Updated: Sep 18, 2020
Did you know that people usually overlook the first signs of Rosacea? This is why I am shedding light on it during a month that creates awareness of the condition. April is Rosacea Awareness Month, but why do you have to be aware? According to the National Rosacea Society:
☞About 82% of people with Rosacea go untreated.
☞Rosacea affects over 16 million people in the U.S.
☞47% of patients with Rosacea, in a survey by the Society, had never heard of prior to receiving a diagnosis.
Rosacea has been a recognized diagnosis since the 14th century and was first described by a French Surgeon, Dr. Guy de Chauliac who described the disease with pink droplets (“goutterose”) or Roscea (“couperose”) particularly on the nose and cheeks. The word Rosacea stuck. I personally like the pink droplet version, but oh well.
My favorite and most personal description of the condition is the French description "pustule de vin" (aka "pimples of wine"). The French version sounds so elegant, no? Just to be clear (no pun intended), Rosacea is not caused by alcohol but more an exacerbation from alcohol consumption. Other triggers can include spicy foods, sun exposure, cold weather, and stress to name a few. Rosacea is believed to be a genetic condition that I have seen and diagnosed in individuals in their mid to late 20s but research is ongoing about it.
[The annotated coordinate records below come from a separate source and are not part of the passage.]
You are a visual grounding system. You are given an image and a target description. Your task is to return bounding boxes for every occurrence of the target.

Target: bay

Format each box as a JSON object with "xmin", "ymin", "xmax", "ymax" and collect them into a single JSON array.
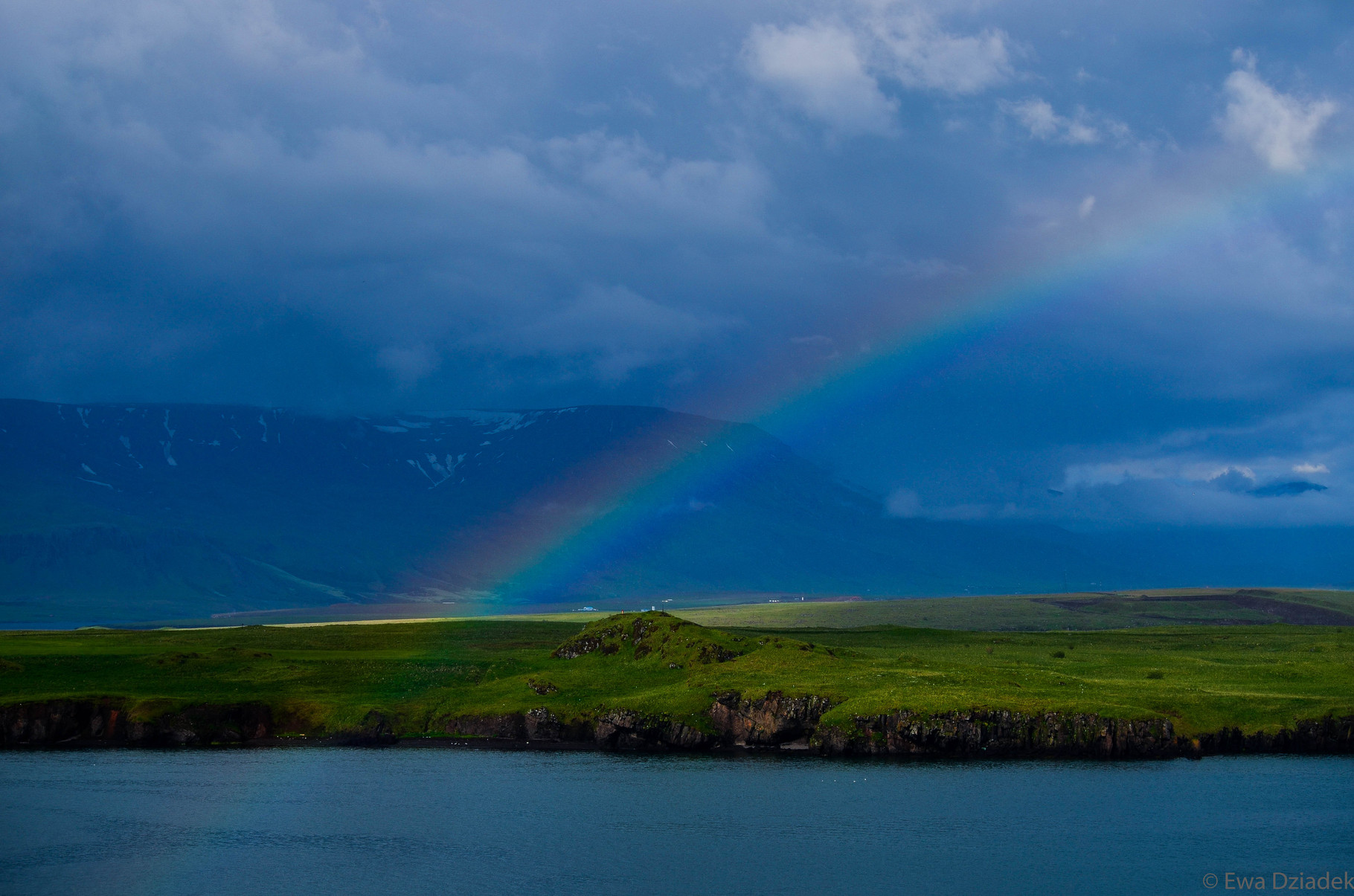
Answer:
[{"xmin": 0, "ymin": 749, "xmax": 1354, "ymax": 895}]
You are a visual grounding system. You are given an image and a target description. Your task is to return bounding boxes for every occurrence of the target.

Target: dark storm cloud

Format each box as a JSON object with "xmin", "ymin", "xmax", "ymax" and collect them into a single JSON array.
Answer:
[{"xmin": 0, "ymin": 0, "xmax": 1354, "ymax": 523}]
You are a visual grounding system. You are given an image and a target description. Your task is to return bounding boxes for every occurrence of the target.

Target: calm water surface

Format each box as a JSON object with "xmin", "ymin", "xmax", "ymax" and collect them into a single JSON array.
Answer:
[{"xmin": 0, "ymin": 749, "xmax": 1354, "ymax": 895}]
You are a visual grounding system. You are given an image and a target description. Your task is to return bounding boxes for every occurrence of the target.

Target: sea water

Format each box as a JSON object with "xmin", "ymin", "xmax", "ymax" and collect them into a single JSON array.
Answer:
[{"xmin": 0, "ymin": 749, "xmax": 1354, "ymax": 896}]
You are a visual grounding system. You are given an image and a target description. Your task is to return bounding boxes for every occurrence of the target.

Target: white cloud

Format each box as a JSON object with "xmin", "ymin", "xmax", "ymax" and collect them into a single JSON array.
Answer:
[
  {"xmin": 1001, "ymin": 96, "xmax": 1129, "ymax": 145},
  {"xmin": 743, "ymin": 3, "xmax": 1013, "ymax": 134},
  {"xmin": 884, "ymin": 489, "xmax": 922, "ymax": 518},
  {"xmin": 745, "ymin": 23, "xmax": 898, "ymax": 134},
  {"xmin": 869, "ymin": 10, "xmax": 1012, "ymax": 94},
  {"xmin": 1220, "ymin": 54, "xmax": 1335, "ymax": 170}
]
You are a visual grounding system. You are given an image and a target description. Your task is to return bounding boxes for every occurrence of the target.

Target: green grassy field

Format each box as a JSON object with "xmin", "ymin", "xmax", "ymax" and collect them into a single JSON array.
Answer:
[
  {"xmin": 0, "ymin": 614, "xmax": 1354, "ymax": 734},
  {"xmin": 179, "ymin": 589, "xmax": 1354, "ymax": 631}
]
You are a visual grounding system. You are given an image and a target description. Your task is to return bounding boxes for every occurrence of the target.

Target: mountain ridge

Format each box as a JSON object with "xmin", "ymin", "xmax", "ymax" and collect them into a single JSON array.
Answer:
[{"xmin": 0, "ymin": 399, "xmax": 1354, "ymax": 624}]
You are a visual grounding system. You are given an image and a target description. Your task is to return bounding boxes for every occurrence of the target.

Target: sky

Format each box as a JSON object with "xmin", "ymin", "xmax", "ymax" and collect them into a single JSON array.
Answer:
[{"xmin": 0, "ymin": 0, "xmax": 1354, "ymax": 528}]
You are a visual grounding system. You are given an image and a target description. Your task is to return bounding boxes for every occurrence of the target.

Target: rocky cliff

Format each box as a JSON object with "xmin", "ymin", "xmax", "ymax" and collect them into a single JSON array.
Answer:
[{"xmin": 0, "ymin": 692, "xmax": 1354, "ymax": 759}]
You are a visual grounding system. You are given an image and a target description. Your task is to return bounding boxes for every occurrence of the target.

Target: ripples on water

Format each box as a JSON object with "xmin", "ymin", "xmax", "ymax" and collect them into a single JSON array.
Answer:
[{"xmin": 0, "ymin": 749, "xmax": 1354, "ymax": 895}]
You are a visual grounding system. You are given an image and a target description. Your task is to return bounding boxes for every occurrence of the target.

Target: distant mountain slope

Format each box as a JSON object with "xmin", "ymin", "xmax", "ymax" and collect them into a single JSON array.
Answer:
[{"xmin": 0, "ymin": 401, "xmax": 1349, "ymax": 622}]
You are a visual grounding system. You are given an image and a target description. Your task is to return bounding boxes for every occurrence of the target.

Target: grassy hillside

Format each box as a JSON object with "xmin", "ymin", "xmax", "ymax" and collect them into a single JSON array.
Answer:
[
  {"xmin": 673, "ymin": 589, "xmax": 1354, "ymax": 631},
  {"xmin": 0, "ymin": 607, "xmax": 1354, "ymax": 734}
]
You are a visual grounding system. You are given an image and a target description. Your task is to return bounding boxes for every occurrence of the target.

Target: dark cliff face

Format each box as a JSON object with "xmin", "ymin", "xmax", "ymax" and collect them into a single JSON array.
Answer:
[{"xmin": 0, "ymin": 692, "xmax": 1354, "ymax": 759}]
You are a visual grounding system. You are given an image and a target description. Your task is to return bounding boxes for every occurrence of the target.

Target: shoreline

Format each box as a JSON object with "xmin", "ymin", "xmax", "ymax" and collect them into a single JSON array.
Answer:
[{"xmin": 0, "ymin": 692, "xmax": 1354, "ymax": 761}]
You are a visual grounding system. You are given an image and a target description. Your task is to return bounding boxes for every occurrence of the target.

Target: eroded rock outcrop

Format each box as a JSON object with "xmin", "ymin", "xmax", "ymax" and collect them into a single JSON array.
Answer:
[
  {"xmin": 710, "ymin": 690, "xmax": 831, "ymax": 747},
  {"xmin": 815, "ymin": 709, "xmax": 1182, "ymax": 758}
]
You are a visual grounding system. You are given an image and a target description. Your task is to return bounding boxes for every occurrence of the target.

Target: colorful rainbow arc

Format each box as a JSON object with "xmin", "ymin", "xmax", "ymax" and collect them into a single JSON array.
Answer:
[{"xmin": 484, "ymin": 154, "xmax": 1351, "ymax": 602}]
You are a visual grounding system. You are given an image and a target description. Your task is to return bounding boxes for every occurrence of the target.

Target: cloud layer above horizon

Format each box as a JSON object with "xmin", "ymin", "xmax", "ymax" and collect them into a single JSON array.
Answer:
[{"xmin": 0, "ymin": 0, "xmax": 1354, "ymax": 526}]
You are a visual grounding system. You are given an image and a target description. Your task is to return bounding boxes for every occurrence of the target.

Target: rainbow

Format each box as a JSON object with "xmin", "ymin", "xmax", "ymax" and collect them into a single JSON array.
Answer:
[{"xmin": 482, "ymin": 158, "xmax": 1351, "ymax": 604}]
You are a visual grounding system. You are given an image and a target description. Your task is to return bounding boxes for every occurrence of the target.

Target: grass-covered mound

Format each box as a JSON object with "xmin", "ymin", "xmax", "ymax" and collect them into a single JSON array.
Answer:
[
  {"xmin": 0, "ymin": 613, "xmax": 1354, "ymax": 735},
  {"xmin": 551, "ymin": 612, "xmax": 765, "ymax": 668}
]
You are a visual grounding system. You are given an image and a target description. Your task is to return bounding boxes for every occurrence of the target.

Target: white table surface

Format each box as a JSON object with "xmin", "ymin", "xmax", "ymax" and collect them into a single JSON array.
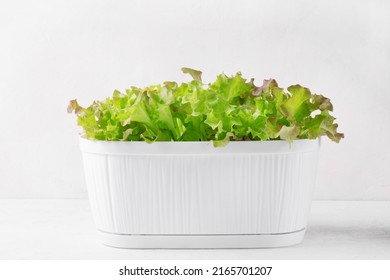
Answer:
[{"xmin": 0, "ymin": 199, "xmax": 390, "ymax": 260}]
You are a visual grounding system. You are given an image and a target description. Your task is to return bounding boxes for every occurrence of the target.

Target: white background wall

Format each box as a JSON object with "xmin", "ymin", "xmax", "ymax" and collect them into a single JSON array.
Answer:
[{"xmin": 0, "ymin": 0, "xmax": 390, "ymax": 200}]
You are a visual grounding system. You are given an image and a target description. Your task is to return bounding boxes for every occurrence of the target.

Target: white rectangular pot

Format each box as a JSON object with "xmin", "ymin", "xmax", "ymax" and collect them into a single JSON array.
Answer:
[{"xmin": 80, "ymin": 138, "xmax": 320, "ymax": 248}]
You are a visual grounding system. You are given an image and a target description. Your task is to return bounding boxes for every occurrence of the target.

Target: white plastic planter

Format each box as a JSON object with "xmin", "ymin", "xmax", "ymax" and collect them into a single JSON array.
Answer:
[{"xmin": 80, "ymin": 138, "xmax": 320, "ymax": 248}]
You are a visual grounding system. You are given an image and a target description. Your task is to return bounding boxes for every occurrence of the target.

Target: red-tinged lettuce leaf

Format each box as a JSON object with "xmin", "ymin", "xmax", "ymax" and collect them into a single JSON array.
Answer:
[
  {"xmin": 68, "ymin": 68, "xmax": 344, "ymax": 146},
  {"xmin": 181, "ymin": 67, "xmax": 202, "ymax": 82}
]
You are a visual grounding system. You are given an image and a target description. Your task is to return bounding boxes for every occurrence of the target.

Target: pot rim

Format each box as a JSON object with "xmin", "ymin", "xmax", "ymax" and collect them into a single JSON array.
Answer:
[{"xmin": 80, "ymin": 137, "xmax": 321, "ymax": 155}]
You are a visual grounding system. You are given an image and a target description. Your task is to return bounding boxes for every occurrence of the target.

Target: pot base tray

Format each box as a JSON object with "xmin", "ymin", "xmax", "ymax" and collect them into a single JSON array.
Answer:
[{"xmin": 98, "ymin": 229, "xmax": 305, "ymax": 249}]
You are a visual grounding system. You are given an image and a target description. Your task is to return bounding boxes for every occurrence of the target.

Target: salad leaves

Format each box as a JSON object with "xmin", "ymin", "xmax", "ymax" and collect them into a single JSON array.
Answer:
[{"xmin": 68, "ymin": 68, "xmax": 344, "ymax": 146}]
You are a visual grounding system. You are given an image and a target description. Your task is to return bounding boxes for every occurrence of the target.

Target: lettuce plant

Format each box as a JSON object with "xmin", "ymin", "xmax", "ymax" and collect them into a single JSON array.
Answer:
[{"xmin": 68, "ymin": 68, "xmax": 344, "ymax": 146}]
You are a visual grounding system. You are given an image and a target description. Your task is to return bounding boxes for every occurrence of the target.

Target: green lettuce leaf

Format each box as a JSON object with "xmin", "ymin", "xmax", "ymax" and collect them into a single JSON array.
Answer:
[{"xmin": 67, "ymin": 68, "xmax": 344, "ymax": 144}]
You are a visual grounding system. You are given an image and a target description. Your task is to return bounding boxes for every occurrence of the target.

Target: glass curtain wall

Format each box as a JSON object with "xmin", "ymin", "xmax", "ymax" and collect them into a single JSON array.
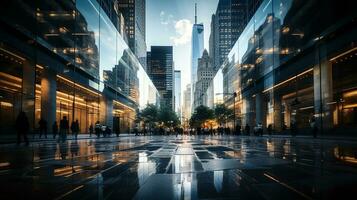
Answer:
[
  {"xmin": 0, "ymin": 0, "xmax": 158, "ymax": 135},
  {"xmin": 222, "ymin": 0, "xmax": 357, "ymax": 134}
]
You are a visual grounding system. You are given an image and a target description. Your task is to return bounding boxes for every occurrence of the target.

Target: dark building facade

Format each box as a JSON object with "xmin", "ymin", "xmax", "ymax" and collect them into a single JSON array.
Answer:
[
  {"xmin": 147, "ymin": 46, "xmax": 174, "ymax": 110},
  {"xmin": 209, "ymin": 0, "xmax": 261, "ymax": 70},
  {"xmin": 0, "ymin": 0, "xmax": 159, "ymax": 134},
  {"xmin": 116, "ymin": 0, "xmax": 147, "ymax": 70},
  {"xmin": 222, "ymin": 0, "xmax": 357, "ymax": 135}
]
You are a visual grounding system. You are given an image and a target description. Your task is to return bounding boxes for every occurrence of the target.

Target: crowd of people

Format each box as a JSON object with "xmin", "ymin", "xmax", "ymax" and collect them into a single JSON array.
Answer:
[
  {"xmin": 15, "ymin": 111, "xmax": 114, "ymax": 145},
  {"xmin": 15, "ymin": 111, "xmax": 319, "ymax": 145}
]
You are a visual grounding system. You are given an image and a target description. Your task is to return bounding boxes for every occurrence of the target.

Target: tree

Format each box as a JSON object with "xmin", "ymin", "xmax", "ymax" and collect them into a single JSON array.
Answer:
[
  {"xmin": 214, "ymin": 104, "xmax": 234, "ymax": 124},
  {"xmin": 158, "ymin": 106, "xmax": 179, "ymax": 126},
  {"xmin": 140, "ymin": 104, "xmax": 159, "ymax": 123},
  {"xmin": 190, "ymin": 105, "xmax": 214, "ymax": 128}
]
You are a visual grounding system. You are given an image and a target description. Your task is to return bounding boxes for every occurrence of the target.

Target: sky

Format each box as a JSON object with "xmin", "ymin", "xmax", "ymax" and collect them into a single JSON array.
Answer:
[{"xmin": 146, "ymin": 0, "xmax": 218, "ymax": 93}]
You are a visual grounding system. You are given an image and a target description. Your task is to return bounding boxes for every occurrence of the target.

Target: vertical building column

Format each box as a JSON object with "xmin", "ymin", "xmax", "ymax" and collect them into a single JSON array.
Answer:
[
  {"xmin": 255, "ymin": 92, "xmax": 266, "ymax": 127},
  {"xmin": 41, "ymin": 68, "xmax": 57, "ymax": 131},
  {"xmin": 242, "ymin": 99, "xmax": 254, "ymax": 126},
  {"xmin": 314, "ymin": 60, "xmax": 333, "ymax": 129},
  {"xmin": 273, "ymin": 95, "xmax": 283, "ymax": 132},
  {"xmin": 99, "ymin": 97, "xmax": 113, "ymax": 129},
  {"xmin": 22, "ymin": 61, "xmax": 36, "ymax": 131}
]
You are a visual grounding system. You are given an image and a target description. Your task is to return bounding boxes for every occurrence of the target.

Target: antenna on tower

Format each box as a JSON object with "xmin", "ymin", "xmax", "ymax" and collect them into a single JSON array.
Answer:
[{"xmin": 195, "ymin": 3, "xmax": 197, "ymax": 24}]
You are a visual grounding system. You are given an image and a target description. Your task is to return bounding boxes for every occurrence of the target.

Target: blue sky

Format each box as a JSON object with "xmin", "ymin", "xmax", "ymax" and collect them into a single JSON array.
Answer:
[{"xmin": 146, "ymin": 0, "xmax": 218, "ymax": 90}]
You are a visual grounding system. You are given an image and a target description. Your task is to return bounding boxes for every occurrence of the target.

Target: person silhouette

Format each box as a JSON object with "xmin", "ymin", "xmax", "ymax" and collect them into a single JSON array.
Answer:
[{"xmin": 15, "ymin": 111, "xmax": 30, "ymax": 145}]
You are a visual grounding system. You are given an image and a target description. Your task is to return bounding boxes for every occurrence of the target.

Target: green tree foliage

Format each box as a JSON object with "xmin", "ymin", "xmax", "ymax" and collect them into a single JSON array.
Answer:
[
  {"xmin": 190, "ymin": 105, "xmax": 214, "ymax": 128},
  {"xmin": 140, "ymin": 104, "xmax": 159, "ymax": 123},
  {"xmin": 158, "ymin": 106, "xmax": 180, "ymax": 126},
  {"xmin": 214, "ymin": 104, "xmax": 234, "ymax": 124},
  {"xmin": 136, "ymin": 104, "xmax": 179, "ymax": 126}
]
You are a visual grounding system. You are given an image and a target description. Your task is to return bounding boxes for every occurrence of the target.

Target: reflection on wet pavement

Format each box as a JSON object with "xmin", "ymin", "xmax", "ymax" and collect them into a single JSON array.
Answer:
[{"xmin": 0, "ymin": 136, "xmax": 357, "ymax": 199}]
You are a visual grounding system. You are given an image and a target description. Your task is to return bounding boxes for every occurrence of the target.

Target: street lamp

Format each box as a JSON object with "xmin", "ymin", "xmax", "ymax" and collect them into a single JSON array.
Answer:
[{"xmin": 216, "ymin": 92, "xmax": 237, "ymax": 132}]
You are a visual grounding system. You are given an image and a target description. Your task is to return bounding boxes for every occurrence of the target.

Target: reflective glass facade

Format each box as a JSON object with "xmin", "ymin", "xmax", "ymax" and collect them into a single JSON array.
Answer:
[
  {"xmin": 191, "ymin": 24, "xmax": 204, "ymax": 111},
  {"xmin": 222, "ymin": 0, "xmax": 357, "ymax": 134},
  {"xmin": 0, "ymin": 0, "xmax": 158, "ymax": 133}
]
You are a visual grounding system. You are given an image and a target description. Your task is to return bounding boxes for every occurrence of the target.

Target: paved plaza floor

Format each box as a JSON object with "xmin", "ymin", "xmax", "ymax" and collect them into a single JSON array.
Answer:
[{"xmin": 0, "ymin": 136, "xmax": 357, "ymax": 200}]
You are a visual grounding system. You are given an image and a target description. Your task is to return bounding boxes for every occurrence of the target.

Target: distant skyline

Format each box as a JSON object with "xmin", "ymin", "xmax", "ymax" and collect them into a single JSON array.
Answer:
[{"xmin": 146, "ymin": 0, "xmax": 219, "ymax": 95}]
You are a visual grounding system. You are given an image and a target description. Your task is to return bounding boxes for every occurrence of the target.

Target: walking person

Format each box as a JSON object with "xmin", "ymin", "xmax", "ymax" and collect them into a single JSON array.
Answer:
[
  {"xmin": 73, "ymin": 119, "xmax": 79, "ymax": 139},
  {"xmin": 94, "ymin": 121, "xmax": 102, "ymax": 138},
  {"xmin": 245, "ymin": 124, "xmax": 250, "ymax": 135},
  {"xmin": 267, "ymin": 124, "xmax": 273, "ymax": 136},
  {"xmin": 290, "ymin": 119, "xmax": 297, "ymax": 137},
  {"xmin": 310, "ymin": 115, "xmax": 319, "ymax": 138},
  {"xmin": 38, "ymin": 118, "xmax": 47, "ymax": 138},
  {"xmin": 236, "ymin": 124, "xmax": 241, "ymax": 135},
  {"xmin": 52, "ymin": 121, "xmax": 58, "ymax": 139},
  {"xmin": 89, "ymin": 124, "xmax": 94, "ymax": 137},
  {"xmin": 15, "ymin": 111, "xmax": 30, "ymax": 146}
]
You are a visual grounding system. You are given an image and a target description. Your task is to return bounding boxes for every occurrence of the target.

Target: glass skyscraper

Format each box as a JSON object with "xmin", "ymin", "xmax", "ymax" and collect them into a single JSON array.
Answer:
[
  {"xmin": 0, "ymin": 0, "xmax": 158, "ymax": 133},
  {"xmin": 191, "ymin": 18, "xmax": 204, "ymax": 111},
  {"xmin": 217, "ymin": 0, "xmax": 357, "ymax": 134}
]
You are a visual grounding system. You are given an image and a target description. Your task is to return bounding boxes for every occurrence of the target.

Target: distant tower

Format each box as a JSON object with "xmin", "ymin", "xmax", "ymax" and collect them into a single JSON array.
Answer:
[
  {"xmin": 191, "ymin": 4, "xmax": 204, "ymax": 112},
  {"xmin": 195, "ymin": 3, "xmax": 197, "ymax": 24}
]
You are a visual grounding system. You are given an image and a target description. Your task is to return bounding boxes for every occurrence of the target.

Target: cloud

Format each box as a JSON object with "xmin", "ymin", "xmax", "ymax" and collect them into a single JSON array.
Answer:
[
  {"xmin": 160, "ymin": 11, "xmax": 176, "ymax": 25},
  {"xmin": 170, "ymin": 19, "xmax": 192, "ymax": 46}
]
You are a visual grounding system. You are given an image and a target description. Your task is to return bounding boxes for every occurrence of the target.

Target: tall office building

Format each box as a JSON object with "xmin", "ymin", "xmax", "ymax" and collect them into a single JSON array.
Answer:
[
  {"xmin": 191, "ymin": 5, "xmax": 204, "ymax": 112},
  {"xmin": 209, "ymin": 0, "xmax": 261, "ymax": 70},
  {"xmin": 193, "ymin": 50, "xmax": 215, "ymax": 107},
  {"xmin": 182, "ymin": 84, "xmax": 191, "ymax": 121},
  {"xmin": 147, "ymin": 46, "xmax": 174, "ymax": 110},
  {"xmin": 116, "ymin": 0, "xmax": 147, "ymax": 70},
  {"xmin": 0, "ymin": 0, "xmax": 158, "ymax": 133},
  {"xmin": 174, "ymin": 70, "xmax": 182, "ymax": 119}
]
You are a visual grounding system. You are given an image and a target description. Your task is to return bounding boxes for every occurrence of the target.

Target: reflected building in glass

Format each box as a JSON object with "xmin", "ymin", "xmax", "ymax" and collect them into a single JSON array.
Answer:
[
  {"xmin": 147, "ymin": 46, "xmax": 175, "ymax": 110},
  {"xmin": 117, "ymin": 0, "xmax": 147, "ymax": 70},
  {"xmin": 0, "ymin": 0, "xmax": 159, "ymax": 133},
  {"xmin": 190, "ymin": 4, "xmax": 204, "ymax": 112},
  {"xmin": 221, "ymin": 0, "xmax": 357, "ymax": 134},
  {"xmin": 174, "ymin": 70, "xmax": 182, "ymax": 119}
]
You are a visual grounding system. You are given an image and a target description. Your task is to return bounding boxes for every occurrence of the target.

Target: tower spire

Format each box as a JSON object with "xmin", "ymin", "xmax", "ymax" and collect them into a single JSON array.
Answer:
[{"xmin": 195, "ymin": 3, "xmax": 197, "ymax": 24}]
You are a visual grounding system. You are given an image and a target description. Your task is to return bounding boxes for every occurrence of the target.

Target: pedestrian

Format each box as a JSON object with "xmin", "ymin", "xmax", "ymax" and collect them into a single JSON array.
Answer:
[
  {"xmin": 290, "ymin": 119, "xmax": 297, "ymax": 136},
  {"xmin": 52, "ymin": 121, "xmax": 58, "ymax": 139},
  {"xmin": 60, "ymin": 116, "xmax": 69, "ymax": 142},
  {"xmin": 236, "ymin": 124, "xmax": 241, "ymax": 135},
  {"xmin": 38, "ymin": 118, "xmax": 47, "ymax": 138},
  {"xmin": 245, "ymin": 123, "xmax": 250, "ymax": 135},
  {"xmin": 310, "ymin": 115, "xmax": 319, "ymax": 138},
  {"xmin": 94, "ymin": 121, "xmax": 102, "ymax": 138},
  {"xmin": 71, "ymin": 120, "xmax": 78, "ymax": 137},
  {"xmin": 89, "ymin": 124, "xmax": 94, "ymax": 137},
  {"xmin": 15, "ymin": 111, "xmax": 30, "ymax": 145},
  {"xmin": 74, "ymin": 119, "xmax": 79, "ymax": 139},
  {"xmin": 105, "ymin": 126, "xmax": 112, "ymax": 136},
  {"xmin": 267, "ymin": 124, "xmax": 273, "ymax": 136}
]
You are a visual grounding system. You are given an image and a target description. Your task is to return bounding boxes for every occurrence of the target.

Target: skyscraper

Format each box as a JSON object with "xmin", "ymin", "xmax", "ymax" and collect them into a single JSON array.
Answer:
[
  {"xmin": 175, "ymin": 70, "xmax": 182, "ymax": 119},
  {"xmin": 182, "ymin": 84, "xmax": 191, "ymax": 121},
  {"xmin": 116, "ymin": 0, "xmax": 147, "ymax": 70},
  {"xmin": 193, "ymin": 50, "xmax": 215, "ymax": 107},
  {"xmin": 209, "ymin": 0, "xmax": 261, "ymax": 70},
  {"xmin": 191, "ymin": 5, "xmax": 204, "ymax": 112},
  {"xmin": 147, "ymin": 46, "xmax": 174, "ymax": 109}
]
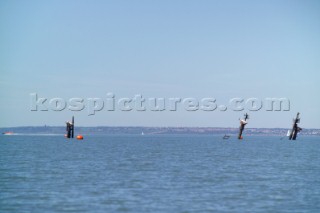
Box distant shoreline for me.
[0,126,320,136]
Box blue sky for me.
[0,0,320,128]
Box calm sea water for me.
[0,135,320,213]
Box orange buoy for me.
[77,135,83,140]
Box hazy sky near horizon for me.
[0,0,320,128]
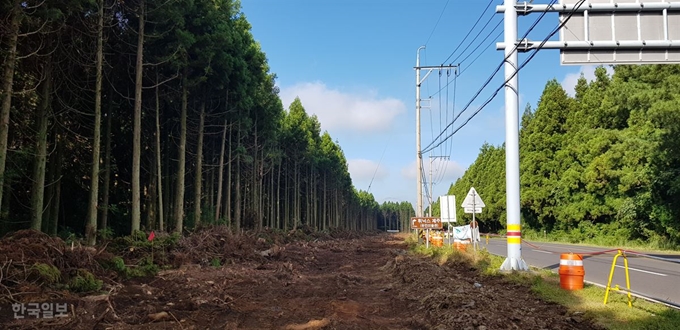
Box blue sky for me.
[242,0,608,206]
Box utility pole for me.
[414,46,458,217]
[501,0,529,270]
[428,156,449,217]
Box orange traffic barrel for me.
[559,253,586,290]
[453,239,468,252]
[430,236,444,246]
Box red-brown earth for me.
[0,231,597,330]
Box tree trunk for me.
[50,133,64,236]
[250,126,262,230]
[0,1,21,216]
[155,72,165,231]
[132,0,145,232]
[163,127,174,231]
[234,124,241,232]
[175,68,189,234]
[215,118,227,223]
[194,100,205,227]
[274,160,283,229]
[31,56,52,231]
[99,106,112,229]
[257,147,265,229]
[224,127,234,222]
[85,0,104,245]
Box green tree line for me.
[434,65,680,246]
[0,0,398,244]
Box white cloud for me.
[562,65,614,96]
[347,159,390,183]
[401,157,465,182]
[279,82,406,132]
Some possible causes include a defect in the immune system and/or blood vessels, or the presence of microbes.
A great number of my patients don’t even know they have it and can be quite deceiving such as representing as “acne” or dry skin. Many of them treat it as acne and this only worsens the condition so then I have to prescribe products to calm the skin down. Nonetheless, there are different subtypes of Rosacea: Facial redness, Pimples and bumps, nose enlargement (think W.C. Fields), and Eye Irritation (burning, itchiness). Sometimes you can have a combination of these.
There are various RX treatments that are used to manage it such as oral antibiotics and topical RX treatments. Moisturizers and a broad-spectrum SPF are a definite must. However, it is best to consult with your medical provider to help you manage yours. Make sure you or your friend isn’t diagnosing you. Love Google, but REALLY, don’t be cheap and make an appointment with a Board Certified Dermatologist for a complete review and diagnosis.